The Office for National Statistics (ONS) has launched a consultation on whether the next national census could be carried out online, in a bid to deliver faster and more efficient data processing.

The previous census was carried out in 2011, which saw households filling out and returning lengthy, paper-based questionnaires.

An alternative approach using existing government data and compulsory annual surveys, albeit across a smaller proportion of households, is also being considered.

Peter Benton, the Beyond 2011 Programme Director, said: "Our population is changing rapidly, and we will always need good population statistics.

"There are different ways we could take a census in future, and they have different strengths and weaknesses. The best approach has yet to be decided, and this consultation will help us understand what matters the most."
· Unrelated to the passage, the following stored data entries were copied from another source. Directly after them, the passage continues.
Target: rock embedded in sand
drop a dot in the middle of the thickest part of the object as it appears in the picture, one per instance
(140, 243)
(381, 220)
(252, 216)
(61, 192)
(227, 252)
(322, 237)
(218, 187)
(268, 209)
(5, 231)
An online census once a decade would be compulsory for households, with government data used to help check the quality of the final statistics. The 'once every 10 years' approach provides the ONS with a rich set of statistics for a range of geographic areas and is considered a familiar and tested method.

It also provides a high degree of continuity (the 2011 census was the 22nd one in England and Wales), which creates a single, high-quality snapshot of the nation. Moving it online would simply give the ONS an opportunity to take advantage of faster and more efficient processing of the data collected, compared with the time and cost of processing over 20 million paper questionnaires.

Also, the online responses to the 2011 census were found to provide higher quality data than the responses from the paper questionnaires.

However, the ONS recognises that not all households have access to the internet and an online approach risks excluding some people. Also, it claims that it is becoming increasingly difficult to achieve high levels of response to a census that takes place once a decade and imposes a burden on all households.

It will also be more expensive than the alternative approach of using government data, supported by smaller annual surveys, with an estimated cost of approximately £625 million over each 10 year period. This equates to £1.10 per person per year.

The alternative system of using data held by the likes of the Department of Health, DWP and HM Revenue and Customs, underpinned by a compulsory annual survey of around one percent of households to adjust for those not included in the administrative data, would cost £460 million over a 10-year period. This equates to about 80 pence per person per year.

Although this approach would allow ONS to identify changes and trends much more quickly, thanks to data being continuously updated, it would never produce as detailed statistics as an online census taken once a decade. The ONS states that it "would not result in the detailed historical record of people and households used by family historians and other historical researchers."

The consultation runs from 23 September to 13 December of this year and the ONS will publish its findings in 2014.